E sempre penso no terrível efeito descritivo deste fato. Por exemplo, se alguém precisasse dar um definição rápida da minha personalidade: quem é Mariana? Ah, ela é uma moça que gosta de flores e tem um blog-diário na Internet – o interlocutor facilmente deduziria todo um perfil característico numa belíssima projeção de senso comum que. me dá. calafrios.

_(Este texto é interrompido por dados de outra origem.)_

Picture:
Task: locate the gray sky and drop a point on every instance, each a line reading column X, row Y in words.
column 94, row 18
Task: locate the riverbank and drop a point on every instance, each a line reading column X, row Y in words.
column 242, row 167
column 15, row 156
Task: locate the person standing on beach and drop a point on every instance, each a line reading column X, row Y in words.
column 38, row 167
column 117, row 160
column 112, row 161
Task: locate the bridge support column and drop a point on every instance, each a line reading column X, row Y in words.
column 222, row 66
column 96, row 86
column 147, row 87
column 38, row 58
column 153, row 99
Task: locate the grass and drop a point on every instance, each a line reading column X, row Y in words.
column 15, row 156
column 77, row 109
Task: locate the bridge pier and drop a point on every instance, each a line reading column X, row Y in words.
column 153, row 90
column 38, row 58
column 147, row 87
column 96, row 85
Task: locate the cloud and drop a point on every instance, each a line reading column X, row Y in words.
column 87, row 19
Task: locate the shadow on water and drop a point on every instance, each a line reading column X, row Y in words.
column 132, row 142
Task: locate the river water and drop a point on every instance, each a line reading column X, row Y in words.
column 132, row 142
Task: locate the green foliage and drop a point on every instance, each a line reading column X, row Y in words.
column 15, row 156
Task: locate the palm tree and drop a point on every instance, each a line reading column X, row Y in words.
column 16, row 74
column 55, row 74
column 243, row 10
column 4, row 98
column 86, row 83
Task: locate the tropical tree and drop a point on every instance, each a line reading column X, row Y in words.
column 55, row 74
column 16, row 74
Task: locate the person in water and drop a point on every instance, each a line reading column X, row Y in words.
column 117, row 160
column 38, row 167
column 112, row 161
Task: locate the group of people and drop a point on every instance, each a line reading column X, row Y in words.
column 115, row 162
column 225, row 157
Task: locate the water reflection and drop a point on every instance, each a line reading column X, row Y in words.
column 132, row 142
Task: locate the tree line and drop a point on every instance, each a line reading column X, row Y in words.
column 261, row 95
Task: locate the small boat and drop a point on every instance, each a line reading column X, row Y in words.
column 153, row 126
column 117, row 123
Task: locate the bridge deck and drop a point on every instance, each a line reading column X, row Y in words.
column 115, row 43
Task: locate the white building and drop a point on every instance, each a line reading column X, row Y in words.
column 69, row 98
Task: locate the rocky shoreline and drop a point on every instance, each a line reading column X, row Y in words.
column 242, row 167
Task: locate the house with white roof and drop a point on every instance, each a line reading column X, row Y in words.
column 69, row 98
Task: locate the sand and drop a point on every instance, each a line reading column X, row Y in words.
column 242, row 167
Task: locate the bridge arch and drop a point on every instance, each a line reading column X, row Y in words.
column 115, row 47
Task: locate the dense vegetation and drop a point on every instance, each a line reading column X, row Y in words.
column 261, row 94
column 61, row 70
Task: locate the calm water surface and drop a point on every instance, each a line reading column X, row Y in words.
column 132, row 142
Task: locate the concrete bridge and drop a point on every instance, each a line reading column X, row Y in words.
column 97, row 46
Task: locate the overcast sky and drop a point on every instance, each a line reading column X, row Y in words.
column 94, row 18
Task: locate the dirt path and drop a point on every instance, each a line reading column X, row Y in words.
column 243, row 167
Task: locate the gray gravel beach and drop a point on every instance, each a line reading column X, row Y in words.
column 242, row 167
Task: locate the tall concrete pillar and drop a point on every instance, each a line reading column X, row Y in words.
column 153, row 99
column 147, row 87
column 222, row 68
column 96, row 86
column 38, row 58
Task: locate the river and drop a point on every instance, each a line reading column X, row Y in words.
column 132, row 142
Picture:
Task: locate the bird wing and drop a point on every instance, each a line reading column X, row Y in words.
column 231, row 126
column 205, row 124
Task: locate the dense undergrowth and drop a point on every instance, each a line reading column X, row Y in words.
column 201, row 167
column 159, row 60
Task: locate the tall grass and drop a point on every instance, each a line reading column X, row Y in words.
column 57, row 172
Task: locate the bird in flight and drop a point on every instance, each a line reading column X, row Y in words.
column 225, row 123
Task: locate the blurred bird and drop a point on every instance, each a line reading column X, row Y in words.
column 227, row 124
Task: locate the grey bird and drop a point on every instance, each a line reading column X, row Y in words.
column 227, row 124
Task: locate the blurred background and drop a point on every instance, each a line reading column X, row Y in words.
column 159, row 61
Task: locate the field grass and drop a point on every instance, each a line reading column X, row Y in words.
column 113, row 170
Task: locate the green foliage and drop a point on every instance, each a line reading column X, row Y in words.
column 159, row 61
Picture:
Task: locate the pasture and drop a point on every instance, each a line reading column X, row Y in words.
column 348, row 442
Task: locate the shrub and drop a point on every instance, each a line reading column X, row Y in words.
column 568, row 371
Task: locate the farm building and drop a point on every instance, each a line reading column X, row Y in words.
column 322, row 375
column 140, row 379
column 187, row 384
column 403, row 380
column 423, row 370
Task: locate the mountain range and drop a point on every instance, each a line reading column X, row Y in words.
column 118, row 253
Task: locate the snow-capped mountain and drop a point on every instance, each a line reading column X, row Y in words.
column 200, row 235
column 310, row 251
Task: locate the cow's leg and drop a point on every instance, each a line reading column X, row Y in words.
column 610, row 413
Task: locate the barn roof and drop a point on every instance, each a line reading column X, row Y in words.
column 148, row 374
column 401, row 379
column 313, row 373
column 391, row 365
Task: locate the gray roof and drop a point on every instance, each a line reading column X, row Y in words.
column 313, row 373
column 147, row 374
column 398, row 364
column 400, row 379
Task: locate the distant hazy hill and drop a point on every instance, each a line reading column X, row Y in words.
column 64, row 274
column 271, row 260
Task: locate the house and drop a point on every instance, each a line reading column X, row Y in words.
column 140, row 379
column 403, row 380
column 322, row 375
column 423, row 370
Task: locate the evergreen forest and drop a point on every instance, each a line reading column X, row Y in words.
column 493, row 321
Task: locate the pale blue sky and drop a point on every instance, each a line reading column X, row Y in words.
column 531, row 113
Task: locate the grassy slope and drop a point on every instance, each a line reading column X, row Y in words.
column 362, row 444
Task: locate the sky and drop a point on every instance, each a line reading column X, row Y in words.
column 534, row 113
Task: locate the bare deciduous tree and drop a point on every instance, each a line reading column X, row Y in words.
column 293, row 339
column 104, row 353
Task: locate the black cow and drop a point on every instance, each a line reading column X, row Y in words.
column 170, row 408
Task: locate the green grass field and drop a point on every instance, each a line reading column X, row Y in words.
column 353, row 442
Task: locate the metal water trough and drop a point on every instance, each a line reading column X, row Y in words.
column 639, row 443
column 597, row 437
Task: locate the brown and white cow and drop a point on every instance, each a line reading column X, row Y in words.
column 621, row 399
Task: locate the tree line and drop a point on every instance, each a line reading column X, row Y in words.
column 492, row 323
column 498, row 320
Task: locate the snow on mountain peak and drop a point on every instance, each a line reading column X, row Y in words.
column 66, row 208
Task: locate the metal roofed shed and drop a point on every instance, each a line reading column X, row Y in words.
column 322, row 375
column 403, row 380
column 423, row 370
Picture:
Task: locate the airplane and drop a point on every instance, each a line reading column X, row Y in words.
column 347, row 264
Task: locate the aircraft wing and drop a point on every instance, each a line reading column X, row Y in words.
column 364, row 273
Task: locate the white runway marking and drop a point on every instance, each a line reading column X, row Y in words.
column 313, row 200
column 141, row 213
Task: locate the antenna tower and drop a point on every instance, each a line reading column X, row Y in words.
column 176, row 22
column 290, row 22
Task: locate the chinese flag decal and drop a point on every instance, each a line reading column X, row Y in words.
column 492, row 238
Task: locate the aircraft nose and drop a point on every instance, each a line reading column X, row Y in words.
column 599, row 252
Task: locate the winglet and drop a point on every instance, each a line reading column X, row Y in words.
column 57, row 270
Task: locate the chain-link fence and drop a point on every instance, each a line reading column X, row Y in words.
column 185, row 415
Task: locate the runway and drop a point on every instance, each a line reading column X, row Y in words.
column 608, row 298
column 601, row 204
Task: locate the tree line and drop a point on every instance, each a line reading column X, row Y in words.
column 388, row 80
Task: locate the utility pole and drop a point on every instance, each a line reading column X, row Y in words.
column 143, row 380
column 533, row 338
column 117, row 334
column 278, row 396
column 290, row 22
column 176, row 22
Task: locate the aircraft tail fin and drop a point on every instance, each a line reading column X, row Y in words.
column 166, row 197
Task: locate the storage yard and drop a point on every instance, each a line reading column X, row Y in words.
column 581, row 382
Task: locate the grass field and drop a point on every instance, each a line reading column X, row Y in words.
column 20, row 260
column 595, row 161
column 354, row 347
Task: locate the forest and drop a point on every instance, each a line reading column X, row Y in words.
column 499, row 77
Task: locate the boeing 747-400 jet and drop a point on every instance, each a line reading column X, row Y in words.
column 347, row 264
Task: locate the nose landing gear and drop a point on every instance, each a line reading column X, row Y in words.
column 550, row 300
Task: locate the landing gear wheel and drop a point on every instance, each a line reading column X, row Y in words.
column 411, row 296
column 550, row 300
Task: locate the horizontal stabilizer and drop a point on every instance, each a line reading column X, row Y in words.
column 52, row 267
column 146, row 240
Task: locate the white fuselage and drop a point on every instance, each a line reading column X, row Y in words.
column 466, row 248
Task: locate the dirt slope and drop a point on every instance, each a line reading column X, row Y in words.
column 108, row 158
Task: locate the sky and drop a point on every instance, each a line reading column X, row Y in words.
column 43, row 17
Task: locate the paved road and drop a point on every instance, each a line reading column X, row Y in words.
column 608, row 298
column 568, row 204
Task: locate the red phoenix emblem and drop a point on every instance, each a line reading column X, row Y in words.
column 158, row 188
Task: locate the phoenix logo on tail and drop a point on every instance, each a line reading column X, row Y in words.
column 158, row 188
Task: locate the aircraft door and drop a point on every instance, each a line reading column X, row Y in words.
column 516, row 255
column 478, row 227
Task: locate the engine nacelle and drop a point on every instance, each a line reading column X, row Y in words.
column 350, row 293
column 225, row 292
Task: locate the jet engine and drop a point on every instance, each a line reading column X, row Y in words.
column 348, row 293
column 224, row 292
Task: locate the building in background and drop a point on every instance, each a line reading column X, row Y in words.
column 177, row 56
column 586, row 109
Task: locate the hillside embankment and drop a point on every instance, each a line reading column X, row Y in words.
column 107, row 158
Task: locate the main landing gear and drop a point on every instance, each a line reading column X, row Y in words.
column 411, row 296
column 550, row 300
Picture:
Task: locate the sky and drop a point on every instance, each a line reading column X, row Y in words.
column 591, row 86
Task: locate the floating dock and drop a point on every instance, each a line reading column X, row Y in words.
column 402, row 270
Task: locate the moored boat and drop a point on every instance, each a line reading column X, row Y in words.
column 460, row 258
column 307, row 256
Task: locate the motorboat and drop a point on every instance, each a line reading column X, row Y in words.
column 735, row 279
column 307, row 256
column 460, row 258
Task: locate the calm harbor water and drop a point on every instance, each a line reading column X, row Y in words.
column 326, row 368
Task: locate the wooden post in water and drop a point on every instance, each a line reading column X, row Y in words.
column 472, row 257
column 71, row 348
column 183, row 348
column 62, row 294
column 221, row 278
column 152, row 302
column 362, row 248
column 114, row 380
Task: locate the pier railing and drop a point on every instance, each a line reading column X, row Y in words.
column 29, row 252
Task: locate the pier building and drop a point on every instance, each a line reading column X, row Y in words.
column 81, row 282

E eis que, pra piorar, sempre que isso acontece, me vem o ímpeto natural de me justificar. Explicar que não se trata necessariamente de um fetiche-pseudo-fofo-padrão, que os cravos são uma mutação fantástica, que as gérberas são o plástico antes do plástico, que a Teoria da Evolução de Darvin era só o início, que eu tenho algumas teorias e blábláblá. Mas, seguindo essa lógica, eu teria que me justificar por dezenas de outras coisas que eu gosto/pratico/cultivo e que são, sim, real motivo de constrangimento. Aliás, o número de coisas que eu curto/faço/faço-muuuuito e que não me orgulham tornariam esse tópico das flores uma irrelevância.
Então, né, justificativa é para os fracos. Vamos abstrair os efeitos colaterais, colocar os fones de ouvido e ser bem felizes postando mil fotos de girassóis incrivelmente amarelos. E pronto.
As práticas menos publicáveis a gente não fotografa, não posta, mas vai dando prosseguimento também.

Fotinhas tiradas no Bloemenmarkt, neste outono, 11 graus.